Zo ook bij De Winter.
Het zijn wat mij betreft vooral de tv-programma’s, de kranten, de radiostations en organisaties als het CIDI die het mogelijk maken dat deze hofnar zijn rol kan blijven vervullen en zijn racistische uitspraken faciliteren. Dus mocht je de moeite nemen om boos te worden, richt je woede dan wel tot de juiste personen.
Het zou jammer zijn als eindredacteuren en de mensen die om hem kunnen lachen de woede-dans ontspringen. ´
Abdelkarim El-Fassi schreef dit op de Joop (hier is het hele stuk - met meer weerzinwekkende uitspraken van de grote schrijver dW. En hier valt De Winter te beluisteren op Radio 1 voor wie niet wil geloven dat hij het echt gezegd heeft).

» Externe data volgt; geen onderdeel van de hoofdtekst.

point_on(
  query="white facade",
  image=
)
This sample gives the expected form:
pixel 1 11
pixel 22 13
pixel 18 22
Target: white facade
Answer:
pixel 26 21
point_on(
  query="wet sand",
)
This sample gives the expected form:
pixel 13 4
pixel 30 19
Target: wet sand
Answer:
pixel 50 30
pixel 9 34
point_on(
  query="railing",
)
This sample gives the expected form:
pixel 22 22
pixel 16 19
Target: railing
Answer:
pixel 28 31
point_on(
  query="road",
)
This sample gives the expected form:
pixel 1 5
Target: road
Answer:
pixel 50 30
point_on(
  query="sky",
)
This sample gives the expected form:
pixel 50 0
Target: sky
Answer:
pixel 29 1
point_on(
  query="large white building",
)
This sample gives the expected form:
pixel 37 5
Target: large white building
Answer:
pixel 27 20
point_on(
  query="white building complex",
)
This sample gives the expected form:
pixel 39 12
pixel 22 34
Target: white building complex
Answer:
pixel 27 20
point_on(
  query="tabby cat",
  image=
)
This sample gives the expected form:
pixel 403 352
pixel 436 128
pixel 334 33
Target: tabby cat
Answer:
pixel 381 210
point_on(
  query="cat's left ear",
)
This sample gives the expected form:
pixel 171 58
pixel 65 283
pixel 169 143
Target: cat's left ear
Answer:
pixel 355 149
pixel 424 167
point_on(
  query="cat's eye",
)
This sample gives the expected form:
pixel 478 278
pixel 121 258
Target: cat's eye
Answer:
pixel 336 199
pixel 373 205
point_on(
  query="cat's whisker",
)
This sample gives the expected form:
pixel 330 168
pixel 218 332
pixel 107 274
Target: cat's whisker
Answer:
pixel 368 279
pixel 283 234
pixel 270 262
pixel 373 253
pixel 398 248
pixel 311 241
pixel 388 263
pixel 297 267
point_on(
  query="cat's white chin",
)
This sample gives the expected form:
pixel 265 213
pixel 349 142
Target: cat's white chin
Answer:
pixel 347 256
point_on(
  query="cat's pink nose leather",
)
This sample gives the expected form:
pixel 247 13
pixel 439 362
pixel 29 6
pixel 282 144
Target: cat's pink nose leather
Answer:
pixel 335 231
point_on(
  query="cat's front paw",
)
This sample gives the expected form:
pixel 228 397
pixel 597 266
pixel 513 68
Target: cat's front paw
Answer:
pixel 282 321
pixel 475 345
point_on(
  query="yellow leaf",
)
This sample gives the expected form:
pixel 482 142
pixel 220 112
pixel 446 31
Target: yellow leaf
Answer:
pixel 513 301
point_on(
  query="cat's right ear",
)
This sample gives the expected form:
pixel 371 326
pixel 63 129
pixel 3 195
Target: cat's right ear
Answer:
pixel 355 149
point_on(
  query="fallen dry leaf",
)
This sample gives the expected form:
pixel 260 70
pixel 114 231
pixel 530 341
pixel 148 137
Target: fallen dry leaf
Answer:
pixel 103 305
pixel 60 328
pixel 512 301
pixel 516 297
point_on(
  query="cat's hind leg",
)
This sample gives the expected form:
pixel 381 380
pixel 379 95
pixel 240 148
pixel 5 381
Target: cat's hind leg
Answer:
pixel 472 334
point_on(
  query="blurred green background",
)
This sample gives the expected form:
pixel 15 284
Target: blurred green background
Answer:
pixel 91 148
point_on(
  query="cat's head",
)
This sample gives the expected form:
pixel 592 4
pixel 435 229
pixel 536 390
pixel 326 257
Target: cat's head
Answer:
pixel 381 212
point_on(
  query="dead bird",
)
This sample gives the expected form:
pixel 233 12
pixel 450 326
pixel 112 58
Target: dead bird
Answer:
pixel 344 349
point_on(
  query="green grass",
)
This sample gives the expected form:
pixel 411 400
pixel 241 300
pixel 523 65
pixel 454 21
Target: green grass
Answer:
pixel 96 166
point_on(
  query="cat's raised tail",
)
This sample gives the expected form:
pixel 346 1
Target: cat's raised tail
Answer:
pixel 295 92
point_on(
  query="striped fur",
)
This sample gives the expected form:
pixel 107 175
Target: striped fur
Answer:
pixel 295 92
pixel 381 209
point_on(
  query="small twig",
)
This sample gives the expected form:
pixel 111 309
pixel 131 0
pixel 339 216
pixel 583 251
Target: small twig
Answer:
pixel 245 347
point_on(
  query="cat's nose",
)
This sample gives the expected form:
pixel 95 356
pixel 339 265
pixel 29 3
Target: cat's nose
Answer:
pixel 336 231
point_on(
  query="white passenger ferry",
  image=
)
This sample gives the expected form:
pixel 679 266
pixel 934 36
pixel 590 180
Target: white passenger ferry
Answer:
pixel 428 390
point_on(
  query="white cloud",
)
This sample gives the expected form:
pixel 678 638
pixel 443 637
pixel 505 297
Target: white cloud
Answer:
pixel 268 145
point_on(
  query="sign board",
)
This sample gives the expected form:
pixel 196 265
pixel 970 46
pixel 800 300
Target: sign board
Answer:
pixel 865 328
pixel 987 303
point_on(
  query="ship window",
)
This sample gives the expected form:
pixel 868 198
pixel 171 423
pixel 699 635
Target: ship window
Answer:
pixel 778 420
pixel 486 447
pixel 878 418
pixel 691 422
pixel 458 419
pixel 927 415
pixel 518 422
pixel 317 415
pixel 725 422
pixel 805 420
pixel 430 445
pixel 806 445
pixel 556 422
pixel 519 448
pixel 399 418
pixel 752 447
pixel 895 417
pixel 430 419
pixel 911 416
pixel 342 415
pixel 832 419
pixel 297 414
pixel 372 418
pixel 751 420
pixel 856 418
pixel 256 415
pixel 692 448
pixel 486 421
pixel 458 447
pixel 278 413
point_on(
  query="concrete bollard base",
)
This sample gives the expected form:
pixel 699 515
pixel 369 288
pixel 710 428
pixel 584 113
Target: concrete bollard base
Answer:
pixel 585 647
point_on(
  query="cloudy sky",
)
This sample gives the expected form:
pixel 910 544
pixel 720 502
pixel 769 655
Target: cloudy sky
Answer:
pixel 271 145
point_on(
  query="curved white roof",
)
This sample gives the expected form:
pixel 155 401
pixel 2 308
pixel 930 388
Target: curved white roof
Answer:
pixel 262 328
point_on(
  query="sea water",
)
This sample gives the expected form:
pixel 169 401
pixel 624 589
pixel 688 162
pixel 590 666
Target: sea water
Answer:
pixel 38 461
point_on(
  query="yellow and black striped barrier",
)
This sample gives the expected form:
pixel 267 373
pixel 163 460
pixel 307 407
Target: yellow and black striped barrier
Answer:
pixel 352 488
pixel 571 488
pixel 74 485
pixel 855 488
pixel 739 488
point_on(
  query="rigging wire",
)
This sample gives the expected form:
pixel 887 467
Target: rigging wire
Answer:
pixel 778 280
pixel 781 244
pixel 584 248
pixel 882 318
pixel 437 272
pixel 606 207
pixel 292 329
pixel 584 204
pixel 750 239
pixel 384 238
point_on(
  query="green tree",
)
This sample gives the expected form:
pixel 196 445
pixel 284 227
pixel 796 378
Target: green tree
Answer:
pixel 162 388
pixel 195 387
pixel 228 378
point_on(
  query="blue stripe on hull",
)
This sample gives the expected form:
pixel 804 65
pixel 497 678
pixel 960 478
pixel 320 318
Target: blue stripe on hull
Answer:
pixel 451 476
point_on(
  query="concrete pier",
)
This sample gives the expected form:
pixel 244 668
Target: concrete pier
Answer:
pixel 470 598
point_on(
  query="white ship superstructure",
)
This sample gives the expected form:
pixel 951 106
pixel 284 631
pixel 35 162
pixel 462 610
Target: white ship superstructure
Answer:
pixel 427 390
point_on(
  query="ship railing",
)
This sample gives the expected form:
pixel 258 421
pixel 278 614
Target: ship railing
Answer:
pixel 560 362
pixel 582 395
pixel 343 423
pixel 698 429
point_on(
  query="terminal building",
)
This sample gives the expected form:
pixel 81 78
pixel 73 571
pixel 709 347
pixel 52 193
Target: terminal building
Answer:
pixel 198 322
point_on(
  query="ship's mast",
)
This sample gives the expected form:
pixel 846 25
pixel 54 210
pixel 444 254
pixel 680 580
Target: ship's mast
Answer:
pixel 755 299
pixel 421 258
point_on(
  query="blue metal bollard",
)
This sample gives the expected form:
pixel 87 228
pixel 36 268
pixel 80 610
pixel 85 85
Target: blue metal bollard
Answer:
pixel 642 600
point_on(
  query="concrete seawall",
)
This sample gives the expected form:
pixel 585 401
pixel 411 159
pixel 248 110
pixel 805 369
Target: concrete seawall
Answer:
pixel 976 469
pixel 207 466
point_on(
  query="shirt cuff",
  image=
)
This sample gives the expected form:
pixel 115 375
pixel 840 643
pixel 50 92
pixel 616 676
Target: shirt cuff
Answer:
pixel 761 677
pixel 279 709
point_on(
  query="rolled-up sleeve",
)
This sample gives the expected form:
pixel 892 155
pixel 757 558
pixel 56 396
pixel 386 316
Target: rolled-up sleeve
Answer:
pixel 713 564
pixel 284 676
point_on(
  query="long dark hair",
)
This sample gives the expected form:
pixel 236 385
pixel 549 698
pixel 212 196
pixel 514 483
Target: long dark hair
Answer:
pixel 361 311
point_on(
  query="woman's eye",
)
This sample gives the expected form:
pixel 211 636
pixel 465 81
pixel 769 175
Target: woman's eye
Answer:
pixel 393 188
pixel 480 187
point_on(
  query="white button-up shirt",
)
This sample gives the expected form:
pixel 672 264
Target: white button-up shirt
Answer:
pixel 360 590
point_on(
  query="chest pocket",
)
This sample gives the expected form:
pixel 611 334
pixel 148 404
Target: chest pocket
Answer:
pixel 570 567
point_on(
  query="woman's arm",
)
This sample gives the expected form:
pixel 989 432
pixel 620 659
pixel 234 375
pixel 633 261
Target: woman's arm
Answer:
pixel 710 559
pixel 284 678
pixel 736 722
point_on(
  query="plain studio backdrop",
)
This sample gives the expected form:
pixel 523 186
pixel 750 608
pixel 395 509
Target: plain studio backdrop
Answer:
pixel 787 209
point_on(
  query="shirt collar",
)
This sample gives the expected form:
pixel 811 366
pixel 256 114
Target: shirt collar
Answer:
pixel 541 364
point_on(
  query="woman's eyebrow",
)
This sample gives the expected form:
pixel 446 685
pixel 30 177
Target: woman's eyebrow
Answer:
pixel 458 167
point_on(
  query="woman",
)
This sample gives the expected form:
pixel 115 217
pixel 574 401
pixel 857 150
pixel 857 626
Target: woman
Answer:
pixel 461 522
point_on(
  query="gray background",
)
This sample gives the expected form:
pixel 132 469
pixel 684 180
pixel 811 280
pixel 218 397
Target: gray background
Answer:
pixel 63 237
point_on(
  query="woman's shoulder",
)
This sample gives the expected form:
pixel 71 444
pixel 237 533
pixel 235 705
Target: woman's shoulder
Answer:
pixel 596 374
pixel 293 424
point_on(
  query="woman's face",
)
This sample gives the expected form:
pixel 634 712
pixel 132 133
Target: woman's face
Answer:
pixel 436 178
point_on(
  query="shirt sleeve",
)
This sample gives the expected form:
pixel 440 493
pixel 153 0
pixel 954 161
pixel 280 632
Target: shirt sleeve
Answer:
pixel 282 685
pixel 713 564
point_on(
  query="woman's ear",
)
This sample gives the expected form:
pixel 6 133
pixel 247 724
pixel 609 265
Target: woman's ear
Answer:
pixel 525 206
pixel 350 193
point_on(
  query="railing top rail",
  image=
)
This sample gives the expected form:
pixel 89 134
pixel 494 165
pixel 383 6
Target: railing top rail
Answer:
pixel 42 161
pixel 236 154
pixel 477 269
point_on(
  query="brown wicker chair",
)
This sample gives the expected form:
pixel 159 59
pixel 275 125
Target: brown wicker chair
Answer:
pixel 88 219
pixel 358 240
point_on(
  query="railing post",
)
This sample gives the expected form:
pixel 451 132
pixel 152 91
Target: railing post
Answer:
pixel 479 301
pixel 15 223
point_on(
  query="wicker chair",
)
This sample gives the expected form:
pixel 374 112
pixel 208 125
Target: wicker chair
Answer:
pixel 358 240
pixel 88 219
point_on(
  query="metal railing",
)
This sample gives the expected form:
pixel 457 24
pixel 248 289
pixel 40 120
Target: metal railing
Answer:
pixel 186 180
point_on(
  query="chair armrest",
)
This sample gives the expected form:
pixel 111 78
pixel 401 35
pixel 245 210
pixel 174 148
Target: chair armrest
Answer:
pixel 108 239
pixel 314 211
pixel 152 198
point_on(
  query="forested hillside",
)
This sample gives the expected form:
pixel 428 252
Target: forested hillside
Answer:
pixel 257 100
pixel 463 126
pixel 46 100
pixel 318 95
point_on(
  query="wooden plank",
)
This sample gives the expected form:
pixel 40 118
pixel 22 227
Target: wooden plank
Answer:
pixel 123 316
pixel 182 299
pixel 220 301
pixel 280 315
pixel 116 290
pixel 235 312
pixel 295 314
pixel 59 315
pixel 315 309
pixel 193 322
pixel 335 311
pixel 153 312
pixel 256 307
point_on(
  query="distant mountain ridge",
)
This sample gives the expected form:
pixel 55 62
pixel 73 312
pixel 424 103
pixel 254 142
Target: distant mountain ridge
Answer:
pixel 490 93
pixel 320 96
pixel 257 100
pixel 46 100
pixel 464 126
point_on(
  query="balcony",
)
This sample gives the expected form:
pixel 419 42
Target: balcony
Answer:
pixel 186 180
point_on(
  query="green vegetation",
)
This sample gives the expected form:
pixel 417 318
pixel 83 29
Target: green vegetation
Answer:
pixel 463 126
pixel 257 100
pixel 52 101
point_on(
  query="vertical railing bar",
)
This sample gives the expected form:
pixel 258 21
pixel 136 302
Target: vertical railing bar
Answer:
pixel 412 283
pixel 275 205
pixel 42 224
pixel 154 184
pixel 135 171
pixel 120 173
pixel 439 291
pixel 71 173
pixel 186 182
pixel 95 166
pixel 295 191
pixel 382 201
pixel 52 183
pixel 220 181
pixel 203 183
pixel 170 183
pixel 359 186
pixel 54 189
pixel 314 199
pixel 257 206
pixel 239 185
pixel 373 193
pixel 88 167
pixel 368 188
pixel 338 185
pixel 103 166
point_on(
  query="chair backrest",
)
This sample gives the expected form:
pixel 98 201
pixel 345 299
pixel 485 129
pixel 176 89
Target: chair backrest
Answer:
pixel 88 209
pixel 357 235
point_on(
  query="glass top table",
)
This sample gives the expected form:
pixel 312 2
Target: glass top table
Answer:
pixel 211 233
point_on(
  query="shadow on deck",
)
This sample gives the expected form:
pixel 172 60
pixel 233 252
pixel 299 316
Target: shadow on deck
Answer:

Ik kan niet anders dan Abdelkarim El-Fassi van harte bijvallen. Leon de Winter is het probleem niet. Leon de Winter is een ongeleid projectiel, een halve gare, een man die Arabieren haat zoals vroeger mensen Joden haatten, zonder agumenten, vanuit de onderbuik. ´Het probleem  is de tv-programma´s, kranten, radiostations en organisaties als het CIDI die het mogelijk maken dat deze hofnar zij rol kan blijven vervullen en zij racistische uitspraken faciliteren,´ schreef El-Fassi. 
Helemaal waar. Maar het probleem gaat nog verder dan dat. In wezen is het probleem oók het karakter van die bijeenkomst. Een bijeenkomst waar een racistische ´grap´ over het stoppen van anticonceptiemiddelen in het drinkwater kan worden begroet met applaus en gelach. Wie de moeite neemt de opname van radio 1 te besluisteren hoort trouwens nog meer racistische geluiden, van een andere spreker (ik vrees dat het rabbijn Evers is) die platvloerse, racistische opmerkingen maakt over de veronderstelde haatcultuur van moslims. Dat is kennelijk bon ton op een dergelijke Joodse solidariteitsbijeenkomst met Israel.
En het probleem is niet tot Nederland beperkt. Wat te denken van dit proza:

 "Operation Pillar of Defence is an entirely understandable response to the intolerable assault upon the citizens of Southern Israel and the continued provocations of Hamas --‐ an antisemitic terrorist organisation," the signatories stated. "We take pride in the commitment of Israel's political and military leadership to leave no stone unturned in seeking to avoid civilian casualties and remain true to the Jewish ethical ethos that underpins the doctrine of the IDF."
Dit was een gezamenlijke verklaring van ongeveer alle Joodse organisaties in Groot-Brittannië die werd afgegeven vrijwel meteen nadat het Israelische militaire leiderschap´  in overeenstemming met ´het ethos van joodse ethiek dat de doctrine is van het Israelische leger´ de aanval hadden geopend door de militaire leider van Hamas te doden. En dat net nadat deze een kladversie in handen had gekregen van een overeenkomst voor een langdurig bestand waarover hij aan het onderhandelen was. De verklaring ´die met trots´ werd afgegeven, moet zijn geschreven in het volle besef van hoe de vorige veldslag van Israel in 2009, in één van de dichtstbevolkte gebieden ter wereld, was uitgepakt, en wat daarover door mensenrechtenorganisaties als Amnesty International, Human Rights Watch, B´tselem, en het Palestijnse Centrum voor de Mensenrechten (PCHR) naar buiten was gebracht. (En dan laat ik het Goldstone-rapport nog maar even buiten beschouwing).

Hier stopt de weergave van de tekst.